For pelvic nerve transection, modifications to the established method (Chang et al., 2018) were made to minimize surgical trauma. Mice were positioned laterally, and bilateral paraspinal incisions were extended upward. The sciatic and pudendal nerves were gently retracted laterally to expose the pelvic nerve, which was identified (originating from the sacral segments of the spinal cord and connecting to the major pelvic ganglion) and severed. For pelvic nerve transection experiments in freely moving mice, the muscles and skin were sutured, and antibiotics and analgesics were administered. In the sham injury group, the same procedures were followed, except for the transection of the pelvic nerve.

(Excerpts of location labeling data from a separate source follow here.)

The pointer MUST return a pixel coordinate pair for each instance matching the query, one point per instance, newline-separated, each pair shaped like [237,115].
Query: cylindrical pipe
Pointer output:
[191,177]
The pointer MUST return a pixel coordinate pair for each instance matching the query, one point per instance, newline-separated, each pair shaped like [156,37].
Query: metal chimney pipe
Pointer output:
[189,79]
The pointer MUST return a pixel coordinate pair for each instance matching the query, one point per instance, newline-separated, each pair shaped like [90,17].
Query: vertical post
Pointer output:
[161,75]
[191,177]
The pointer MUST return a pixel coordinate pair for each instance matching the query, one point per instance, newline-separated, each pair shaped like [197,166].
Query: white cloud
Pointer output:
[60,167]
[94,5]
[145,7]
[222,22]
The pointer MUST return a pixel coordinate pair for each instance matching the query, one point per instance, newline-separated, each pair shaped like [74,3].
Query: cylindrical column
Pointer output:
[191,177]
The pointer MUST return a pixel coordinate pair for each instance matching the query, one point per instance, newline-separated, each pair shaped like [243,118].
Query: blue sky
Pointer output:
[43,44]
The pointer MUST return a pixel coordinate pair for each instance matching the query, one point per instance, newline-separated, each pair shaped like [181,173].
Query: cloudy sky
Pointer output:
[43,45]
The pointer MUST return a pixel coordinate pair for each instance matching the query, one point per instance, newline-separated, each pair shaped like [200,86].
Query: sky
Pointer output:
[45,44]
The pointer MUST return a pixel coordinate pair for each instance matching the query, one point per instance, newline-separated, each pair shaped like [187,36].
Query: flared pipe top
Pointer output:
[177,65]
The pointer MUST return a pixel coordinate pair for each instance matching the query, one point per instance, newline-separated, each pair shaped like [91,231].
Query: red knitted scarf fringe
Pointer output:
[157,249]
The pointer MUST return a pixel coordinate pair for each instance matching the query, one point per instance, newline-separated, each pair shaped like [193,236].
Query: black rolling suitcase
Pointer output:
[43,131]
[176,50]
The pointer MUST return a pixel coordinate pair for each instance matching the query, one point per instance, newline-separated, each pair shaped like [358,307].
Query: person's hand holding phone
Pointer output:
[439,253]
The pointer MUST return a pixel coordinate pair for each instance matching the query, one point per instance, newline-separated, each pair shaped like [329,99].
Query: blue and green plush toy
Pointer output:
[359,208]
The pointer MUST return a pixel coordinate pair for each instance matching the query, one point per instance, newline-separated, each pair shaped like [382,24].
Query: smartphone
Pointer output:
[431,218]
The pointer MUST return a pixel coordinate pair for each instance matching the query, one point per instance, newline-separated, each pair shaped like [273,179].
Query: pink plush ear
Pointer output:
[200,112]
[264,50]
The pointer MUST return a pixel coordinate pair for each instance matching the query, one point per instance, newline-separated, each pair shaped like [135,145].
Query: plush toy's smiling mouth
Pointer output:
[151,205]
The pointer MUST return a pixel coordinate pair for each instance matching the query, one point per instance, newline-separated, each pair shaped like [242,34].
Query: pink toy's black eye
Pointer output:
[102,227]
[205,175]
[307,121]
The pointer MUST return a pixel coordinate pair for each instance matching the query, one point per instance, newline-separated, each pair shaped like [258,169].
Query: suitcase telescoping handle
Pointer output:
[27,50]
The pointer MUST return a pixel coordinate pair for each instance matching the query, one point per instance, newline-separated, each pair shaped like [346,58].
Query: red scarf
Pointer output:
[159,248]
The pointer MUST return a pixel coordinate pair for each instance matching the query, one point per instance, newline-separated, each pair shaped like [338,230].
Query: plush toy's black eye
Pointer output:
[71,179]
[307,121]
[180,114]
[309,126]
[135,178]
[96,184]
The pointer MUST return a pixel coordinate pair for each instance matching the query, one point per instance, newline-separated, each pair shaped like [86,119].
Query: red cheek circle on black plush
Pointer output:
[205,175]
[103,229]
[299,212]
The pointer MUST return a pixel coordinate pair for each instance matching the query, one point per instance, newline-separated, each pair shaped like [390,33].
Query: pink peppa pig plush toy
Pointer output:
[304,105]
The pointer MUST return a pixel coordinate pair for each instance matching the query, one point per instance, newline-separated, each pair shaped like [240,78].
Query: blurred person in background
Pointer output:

Fiber photometry recording and analysis in freely behaving mice

The Ca²⁺ recordings of PMC^ESR1+ neurons were conducted using a fiber photometry setup, as described previously (Yao et al., 2018; Rao et al., 2022). Fluorescence at the fiber tip was excited by blue light (0.22 mW/mm²). Mice with implanted fibers were injected intraperitoneally with diuretics (furosemide, 40 mg/kg) and acclimated in a testing chamber equipped with a bottom camera (1,280 × 720 pixels) for 20 min before recording. Signals from PMC^ESR1+ neurons and voiding behavior were simultaneously recorded for approximately 40 min. Ca²⁺ signals were sampled at 2000 Hz using NI LabVIEW software (National Instruments, USA), while behavioral video was captured at 30 Hz. Fiber photometry data and video were synchronized via event markers. For data analysis, all signals were processed with a Savitzky-Golay filter (third-order polynomial, 50 side points) for low-pass filtering. Δf/f = (f - f_baseline)/f_baseline was calculated to assess photometry signals during voiding, where f_baseline represents the minimum fluorescence recorded. Results were presented as heatmaps using MATLAB. Ca²⁺ signal data were shuffled by dividing the original dataset into 10 segments and randomly associating them with voiding events. Positive signals were defined as Ca²⁺ signal amplitudes exceeding three times the noise band (the standard deviation). This procedure was also applied to control mice to correct for movement artifacts.

Single-unit with optrode recording and analysis

To identify the single-unit activity of PMC^ESR1+ neurons, optrode recordings were performed as described previously (Qin et al., 2022; Qin et al., 2018; Yang et al., 2023). Briefly, the optrode consisted of a 200 µm optical fiber and four tetrode assemblies aligned in a line, spaced 100 µm apart. The optical fiber was secured to the electrodes, positioned 500 µm above their tips, and connected to an LED. Each electrode assembly comprised four twisted tungsten wires (25 µm, California Fine Wire), allowing vertical movement via micromanipulators. Optrode implantation surgery was performed in ESR1-Cre mice expressing ChR2 in the PMC, with the electrode tips aligned and implanted 2.80 mm below the brain dura. After a recovery period of 5-7 days, the tetrodes were slowly inserted to a target depth of -2.95 mm and recording began. Single-unit signals from PMC^ESR1+ neurons in freely behaving mice were recorded using an RHD2000 USB board (C3100, Intan Technology) at 20 kHz, while behavioral video was captured simultaneously. Units with short spike latencies (< 7 ms) in response to light pulses of varying intensities (5 mW, 10 mW, 15 mW, and 20 mW) and high responsiveness (> 70 %) were identified as PMC^ESR1+ cells. To confirm recording locations, electro-lesions were performed by applying a current (10 μA, 12 s) through the tetrodes.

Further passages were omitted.